Тогда с места поднялся несчастный Касьянопулос. Бледный, он едва слышным голосом сказал, что время, к несчастью, все вышло и интересы его клиента требуют, чтобы он был кратким. Он заклинал их не поддаваться той неприглядной картине, которую им набросал прокурор, которому по долгу службы положено взирать на каждого обвиняемого как на чудовище. «Он вспомнил даже о Калигулах, многоуважаемые господа присяжные!» И улыбнулся печально. Чуть позже дрожащим от волнения голосом продолжил: «Господа присяжные! Я передаю вам треснутую вазу… Туберкулез… Семейные несчастья… Удручающее отсутствие чувства реальности… Обращайтесь с ней бережно… Не разбейте ее… Умоляю вас не как адвокат, но как человек. Верните мне ее в том же состоянии, что и сейчас… Не разбивайте ее в осколки… Где мне взять мужества, как закалить свое сердце, чтобы наклониться, собрать эти осколки и отнести их его матери…» Он упал на стул и спрятал лицо в ладонях. Когда присяжные удалились, чтобы посовещаться и вынести свое решение, и мы тоже вернулись во двор, где кира-Экави снова и снова лишалась чувств. И когда через некоторое время заседание возобновилось, и присяжные вышли и заявили, что признают его вину как соучастника и подстрекателя, и суд приговорил его к трем годам заключения – так же как и Гатцоса, – тогда она закричала, начала бить себя в грудь и умолять, чтобы мы ее убили, но, естественно, вместо того чтобы убивать, мы взяли ее под руки, погрузили в такси, и отвезли домой, и сели прямо в холле, чтобы провести ночь с нею, как над покойником. В лампочке было только двадцать пять ватт, и от такого мутного света сердце еще больше сдавливали неведомые оковы. Позже подъехал и Касьянопулос, и, чтобы нам не просидеть так до самого утра, я метнулась домой и, ступая на цыпочках, нашла снотворное, которое обычно принимал Андонис, вернулась, и мы ей чуть ли не силой впихнули двойную дозу, и вскоре, все еще всхлипывая, она начала позевывать, опустила голову на диванную подушку и заснула, как маленький ребенок…

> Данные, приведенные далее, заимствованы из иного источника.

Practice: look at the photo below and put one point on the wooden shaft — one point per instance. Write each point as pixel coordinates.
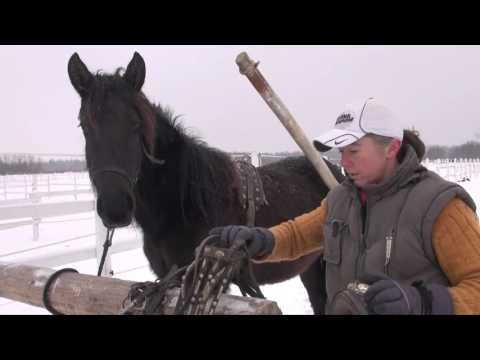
(250, 69)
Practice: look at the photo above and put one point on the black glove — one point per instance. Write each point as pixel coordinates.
(386, 296)
(259, 241)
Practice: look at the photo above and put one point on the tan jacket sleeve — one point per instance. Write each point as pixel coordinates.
(300, 236)
(456, 243)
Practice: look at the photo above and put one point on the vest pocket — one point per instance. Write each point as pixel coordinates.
(333, 241)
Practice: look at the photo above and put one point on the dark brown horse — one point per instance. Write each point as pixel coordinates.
(144, 167)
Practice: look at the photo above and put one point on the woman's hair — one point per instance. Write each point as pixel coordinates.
(410, 137)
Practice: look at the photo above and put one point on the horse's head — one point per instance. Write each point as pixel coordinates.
(115, 123)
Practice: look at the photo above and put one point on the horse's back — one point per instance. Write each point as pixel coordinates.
(292, 187)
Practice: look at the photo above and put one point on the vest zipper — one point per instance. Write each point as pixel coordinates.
(388, 249)
(362, 246)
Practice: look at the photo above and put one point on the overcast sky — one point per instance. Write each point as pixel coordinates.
(434, 88)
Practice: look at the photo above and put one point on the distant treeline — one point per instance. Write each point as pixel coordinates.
(469, 150)
(27, 164)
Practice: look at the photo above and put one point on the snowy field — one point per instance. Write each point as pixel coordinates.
(64, 233)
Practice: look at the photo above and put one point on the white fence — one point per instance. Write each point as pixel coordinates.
(456, 170)
(30, 199)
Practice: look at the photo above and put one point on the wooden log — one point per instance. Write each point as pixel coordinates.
(80, 294)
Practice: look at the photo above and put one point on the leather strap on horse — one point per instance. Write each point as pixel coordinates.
(251, 194)
(201, 283)
(106, 246)
(46, 289)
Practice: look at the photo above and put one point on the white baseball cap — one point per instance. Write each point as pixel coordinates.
(356, 121)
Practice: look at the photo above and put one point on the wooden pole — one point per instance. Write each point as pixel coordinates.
(79, 294)
(250, 70)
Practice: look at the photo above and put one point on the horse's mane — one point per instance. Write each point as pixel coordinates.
(201, 170)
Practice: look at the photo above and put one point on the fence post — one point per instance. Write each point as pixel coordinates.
(100, 236)
(75, 185)
(26, 185)
(36, 220)
(259, 157)
(5, 187)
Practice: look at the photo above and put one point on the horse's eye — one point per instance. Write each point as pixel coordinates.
(84, 128)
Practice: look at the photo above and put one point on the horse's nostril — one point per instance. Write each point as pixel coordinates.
(99, 206)
(129, 203)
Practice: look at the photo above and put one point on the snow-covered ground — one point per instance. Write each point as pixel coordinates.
(16, 243)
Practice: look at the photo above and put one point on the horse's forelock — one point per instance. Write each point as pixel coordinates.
(147, 115)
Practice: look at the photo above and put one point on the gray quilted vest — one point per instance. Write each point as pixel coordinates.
(397, 235)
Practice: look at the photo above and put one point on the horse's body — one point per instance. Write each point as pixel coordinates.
(197, 187)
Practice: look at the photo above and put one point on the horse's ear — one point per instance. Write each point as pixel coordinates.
(135, 73)
(79, 74)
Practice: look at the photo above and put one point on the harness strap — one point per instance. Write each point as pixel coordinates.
(46, 289)
(106, 246)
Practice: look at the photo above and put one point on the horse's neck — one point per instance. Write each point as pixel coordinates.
(192, 189)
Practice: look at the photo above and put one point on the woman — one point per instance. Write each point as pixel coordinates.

Уже светало, когда я вернулась домой. Раздеваясь, чтобы рухнуть в постель, я, сама того не желая, разбудила Андониса. «Который час?» – спросил он. «Без двадцати пять». – «Что! И тебя в такое время не было дома!» – «Очень тебя прошу, прекрати, – говорю ему, – нет никакой необходимости поднять на ноги весь дом. Я и так истерзана. Поворачивайся на другой бок и засыпай, чтобы и я могла поспать хотя бы капельку. Я тебе завтра все расскажу…»
Через две-три недели наступила Пасха. В чистый четверг я покрасила яйца и отправила и ей несколько штук с Мариэттой. Я знала, что в таком состоянии, в каком она пребывала, у нее не было ни малейшего желания сидеть и красить яйца. Утром страстной пятницы она пришла к нам, и так как у меня была какая-то, не помню уж и какая, работа во дворе, она села одна в холле подождать, пока я закончу, и принялась раскладывать пасьянсы и напевать пасхальные стихиры:
Между преступниками преступником, Христос,
Ты был сочтен, по справедливости ты нам ответишь…
И еще ту песню, которую когда-то в страстную пятницу напевала и покойница мать:
Сегодня небо черно, сегодня черным-черно в полдень,
Сегодня схватили Христа безбожники евреи…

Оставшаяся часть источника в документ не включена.